7. Amendment of the Finance Act [Chapter 23:04]
(a) Section 36 of the Finance Act [Chapter 23:04] is amended by the addition of paragraph (f) after paragraph (e).
(b) The amendment expands the definition of “mineral” to include mineral ore and mineral-bearing products. It also grants the Minister, in consultation with the Minister of Mining, the authority to classify additional naturally occurring substances as minerals through statutory instruments. This ensures flexibility in addressing emerging resources or substances of economic value.
(c) Sections 37A and 37B of the Finance Act are repealed.
(d) The Schedule to Chapter VII of the Finance Act [Chapter 23:04] is amended, with effect from the 1st of January, 2025, in the section prescribing the rates of royalties for the purposes of section 245 of the Mines and Minerals Act [Chapter 21:05], by the deletion of the items referring to “Coal” and “Black granite and other cut or uncut dimensional stone” and the substitution thereof with the following items:
– All types of coal . . . . . . . . . . . . . . 2
– Black granite . . . . . . . . . . . . . . . 2
– Other cut or uncut dimensional stone . . . . . . . . 2
– Quarry stones . . . . . . . . . . . . . . . 2
(e) This amendment establishes a uniform royalty rate of 2% for the specified minerals and mineral products
8. Amendment of the Gold Trade Act [Chapter 21:03]
(a) The Gold Trade Act [Chapter 21:03] is amended by the insertion of Part IIIA after Part III, establishing provisions related to the National Gold Refinery and Gold Trade Enforcement. Key provisions include:
(b) Interpretation: Definitions for terms such as “full receipt” and “national gold refinery” are introduced, with the latter referring to Fidelity Gold Refinery or any other entity designated by the Minister for Finance after consultation with the President.
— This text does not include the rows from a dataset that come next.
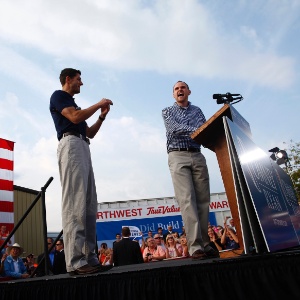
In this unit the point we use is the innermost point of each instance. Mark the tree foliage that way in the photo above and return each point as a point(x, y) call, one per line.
point(293, 167)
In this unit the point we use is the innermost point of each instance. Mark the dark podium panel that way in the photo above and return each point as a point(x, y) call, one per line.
point(261, 195)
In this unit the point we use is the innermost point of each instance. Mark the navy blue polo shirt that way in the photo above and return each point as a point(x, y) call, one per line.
point(58, 101)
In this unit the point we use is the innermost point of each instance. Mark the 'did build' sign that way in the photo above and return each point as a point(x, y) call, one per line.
point(146, 215)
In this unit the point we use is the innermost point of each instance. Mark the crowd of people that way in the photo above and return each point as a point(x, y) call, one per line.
point(171, 245)
point(14, 266)
point(155, 247)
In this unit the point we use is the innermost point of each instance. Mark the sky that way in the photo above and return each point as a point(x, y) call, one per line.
point(133, 52)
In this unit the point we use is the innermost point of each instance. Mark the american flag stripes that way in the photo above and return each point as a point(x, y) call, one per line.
point(6, 184)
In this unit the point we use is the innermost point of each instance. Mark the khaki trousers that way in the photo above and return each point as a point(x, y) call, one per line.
point(191, 185)
point(79, 202)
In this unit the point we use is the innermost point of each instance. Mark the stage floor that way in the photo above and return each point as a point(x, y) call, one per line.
point(272, 275)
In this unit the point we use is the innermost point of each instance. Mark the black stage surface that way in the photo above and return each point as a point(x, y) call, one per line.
point(271, 276)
(c) Gold Trade Enforcement Unit: A unit under the national gold refinery is established, responsible for preventing gold theft, ensuring gold sales are made only to authorized dealers, and preventing smuggling. It comprises staff from the national gold refinery and the Zimbabwe Republic Police, certified as gold trade enforcement officers.
(d) Powers of the Unit: Enforcement officers are granted broad powers to enter registered mining locations, inspect operations, seize gold, and examine related records and equipment. They can act with or without warrants depending on the situation, such as when investigating illegal gold trade or detecting smuggling.
(e) The head of the Gold Trade Enforcement Unit has the authority to issue written directions to miners or individuals with business premises where gold is lawfully possessed. These directions aim to improve security and prevent the theft of gold from mining locations or business premises. A person who willfully contravenes these directions is committing an offense of obstruction, as defined in section 22D(1)(a) of the Act.
(f) Obstruction: Obstructing or tampering with enforcement officers is punishable by fines or imprisonment.
(g) Seizure and Forfeiture: Gold and related equipment may be seized if they are connected to offenses under the Act, pending prosecution. Seized items are to be properly documented with receipts provided to the owner or relevant parties.
(h) This new part enhances the framework for controlling and regulating the gold trade in Zimbabwe, with a specific focus on enforcing compliance and preventing illegal activities.
The Finance (No. 2) Act, 2024, represents a significant overhaul of Zimbabwe’s mining tax system, introducing a 2% levy on lithium and granite exports, imposing a mining royalties’ tax, and refining capital gains tax provisions for mining assets. These reforms will result in an increased compliance and due diligence among mining firms and investors.